Mr. Pence, according to people familiar with his thinking, is open to considering the request, recognizing that the Justice Department’s criminal investigation is different from the inquiry by the House Jan. 6 committee, whose overtures he has flatly rejected.
Complicating the situation is whether Mr. Trump would try to invoke executive privilege to stop him or limit his testimony, a step that he has taken with limited success so far with other former officials.
Mr. Pence was present for some of the critical moments in which Mr. Trump and his allies schemed to keep him in office and block the congressional certification of Joseph R. Biden Jr.’s victory. An agreement for him to cooperate would be the latest remarkable twist in an investigation that is already fraught with legal and political consequences, involving a former president who is now a declared candidate to return to the White House — and whose potential rivals for the 2024 Republican nomination include Mr. Pence.

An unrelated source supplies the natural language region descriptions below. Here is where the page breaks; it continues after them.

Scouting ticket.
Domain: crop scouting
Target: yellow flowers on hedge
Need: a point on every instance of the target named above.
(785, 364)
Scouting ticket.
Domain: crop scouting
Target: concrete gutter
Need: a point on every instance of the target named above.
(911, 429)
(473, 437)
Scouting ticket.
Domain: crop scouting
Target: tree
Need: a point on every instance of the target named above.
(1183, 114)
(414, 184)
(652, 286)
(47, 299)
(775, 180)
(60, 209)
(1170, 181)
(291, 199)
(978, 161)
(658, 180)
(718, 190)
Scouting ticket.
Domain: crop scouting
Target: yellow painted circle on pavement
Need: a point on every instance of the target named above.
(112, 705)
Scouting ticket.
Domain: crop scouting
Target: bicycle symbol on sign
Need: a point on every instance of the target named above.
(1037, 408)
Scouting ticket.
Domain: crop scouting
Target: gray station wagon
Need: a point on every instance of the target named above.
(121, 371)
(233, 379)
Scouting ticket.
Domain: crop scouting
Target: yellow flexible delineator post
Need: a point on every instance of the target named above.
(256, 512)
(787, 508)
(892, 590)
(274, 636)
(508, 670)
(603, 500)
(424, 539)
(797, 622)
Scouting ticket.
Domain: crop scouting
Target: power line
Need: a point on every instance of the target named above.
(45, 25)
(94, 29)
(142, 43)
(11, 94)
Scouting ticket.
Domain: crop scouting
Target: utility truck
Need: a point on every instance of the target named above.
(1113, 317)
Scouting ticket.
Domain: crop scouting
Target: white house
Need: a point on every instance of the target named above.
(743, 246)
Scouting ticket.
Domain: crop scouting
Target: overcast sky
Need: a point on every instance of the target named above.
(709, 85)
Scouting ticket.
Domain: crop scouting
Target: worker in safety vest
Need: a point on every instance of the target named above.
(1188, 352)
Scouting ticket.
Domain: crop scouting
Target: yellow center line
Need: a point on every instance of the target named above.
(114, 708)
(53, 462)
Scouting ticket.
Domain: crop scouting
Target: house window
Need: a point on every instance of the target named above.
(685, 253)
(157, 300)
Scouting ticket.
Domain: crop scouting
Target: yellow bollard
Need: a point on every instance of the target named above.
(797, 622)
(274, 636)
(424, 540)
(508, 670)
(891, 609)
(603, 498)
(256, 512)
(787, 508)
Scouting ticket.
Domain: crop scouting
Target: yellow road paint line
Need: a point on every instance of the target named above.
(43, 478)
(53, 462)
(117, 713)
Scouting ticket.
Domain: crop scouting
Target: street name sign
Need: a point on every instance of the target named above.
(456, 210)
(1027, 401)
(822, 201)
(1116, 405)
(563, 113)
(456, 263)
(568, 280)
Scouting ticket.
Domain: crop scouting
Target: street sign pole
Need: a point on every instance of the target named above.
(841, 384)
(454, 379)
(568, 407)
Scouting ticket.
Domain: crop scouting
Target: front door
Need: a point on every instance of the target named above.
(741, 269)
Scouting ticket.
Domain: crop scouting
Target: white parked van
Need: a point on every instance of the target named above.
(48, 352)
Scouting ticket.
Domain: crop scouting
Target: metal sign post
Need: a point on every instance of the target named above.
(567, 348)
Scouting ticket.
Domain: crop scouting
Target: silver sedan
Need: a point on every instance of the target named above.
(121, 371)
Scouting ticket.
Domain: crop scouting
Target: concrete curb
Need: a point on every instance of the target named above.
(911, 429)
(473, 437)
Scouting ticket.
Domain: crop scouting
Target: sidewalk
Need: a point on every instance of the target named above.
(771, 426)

Thomas Windom, one of the lead investigators examining the efforts to overturn the election, reached out to Mr. Pence’s team in the weeks before Attorney General Merrick B. Garland appointed a special counsel on Friday to oversee the Jan. 6 investigation and a separate inquiry into Mr. Trump’s handling of classified documents, according to one of the people familiar with the matter. Mr. Garland has said that the appointment of the special counsel, Jack Smith, will not slow the investigation.
Officials at the Justice Department declined to comment. A spokesman for Mr. Pence also declined to comment.
The discussions about questioning Mr. Pence are said to be in their early stages. Mr. Pence has not been subpoenaed, and the process could take months, because Mr. Trump can seek to block, or slow, his testimony by trying to invoke executive privilege.
One would hope that any patriotic citizen, much less a man running for president, would not hesitate to cooperate with the Department of Justice. But Pence has kind of a funny history on all of this:
Yep, he said that. He went along all the way up to the line and it was only then that he backed off. He came very close to doing it and I suspect that if it hadn’t all fallen on his shoulders he would have happily gone along. He is not a hero.